Is there anything that doesn't phone home these days? ;)  I can no longer tell the difference between my "trusted" home PC and a smart kitchen appliance, except for their intended use.

Maybe it's better to isolate by use case.  My refrigerator doesn't need access to my tax returns, even though my PC betrays my trust just as much (if not more).

I'm generally struggling with the zone concept of "trust" vs. "untrust" as nothing seems to fall into "trust" anymore.

I did not say anything about the logic behind the separation of "trustworthiness" at all, but you hit the nail. For example, my LAN is the "security realm" where I keep my data (NAS, PCs, Laptops), whereas I put SmartTVs and IoT devices in another trust realm. I also have my HomeAssistant and another (logical) Media-NAS in that realm. Obviously. IoT devices need to talk to HomeAssistant, but I could separate SmartTVs and the Media NAS into another realm, but I would only do this when the "level of trust" was different. This is the case for my DMZ, because the explicit access from outside makes this a special case, IMHO.

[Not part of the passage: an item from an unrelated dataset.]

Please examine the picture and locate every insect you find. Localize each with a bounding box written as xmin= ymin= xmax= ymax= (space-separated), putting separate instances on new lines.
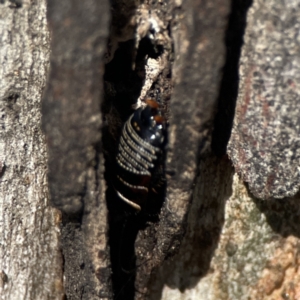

Cable modems, too.  My ISP modem in bridge mode uses 10.0.0.1 (non-configurable) for the admin UI.  I don't have any such route in OPNsense, nor is the modem MAC listed in the ARP table, so it must be using outbound NAT to let me reach the modem UI I presume.

This raises a concern, besides that I should not use this 10.x range for a VLAN:

Does it make security sense to add a rule (either as a Floating rule on internal interfaces, or a WAN outbound / post-NAT rule) to restrict which RFC1918 destination addresses are allowed out through NAT?  My modem happens to respond to 10.0.0.1 but what if some client tried to reach another private address through the WAN and a rogue device (or a neighbor) was listening on it?

Duly noted.

And yes, of course you should control which devices can access your ONT/modem. Usually, that outbound NAT rule for the WAN VIP must be manual anyway and you set a source network in that. If you do not have a management network yet (I do), then you should at least have a firewall alias "MGMT clients" on your LAN (it could list IPs or MACs), which can be used instead to limit access. This is also following the "level of trust" rule discussed before, which is obviously influenced most by application and data confidentiality.
In enterprise contexts, you would really have a trusted management VLAN, but in my small world, I do not want to afford a separate management workstation. Since my PC is normally on the LAN, there is a rule allowing access for my "MGMT clients" on the LAN to the MGMT VLAN, which contains OpnSense, my switches and my Unifi controller (Yep, those are not on the LAN, which by now should be clear).

Apart from that, I also use an "out" rule for anything RFC1918 but the ONT/modem on my WAN, because with the default gateway on WAN, you will leak any local RFC1918 IPs that are not locally defined. My ISP reacts to those leaks by disconnecting for a few seconds, and since then, I do this for good measure. You have to be careful to place an "allow" rule for your ONT/modem before the "block" rule for outbound RFC1918, though.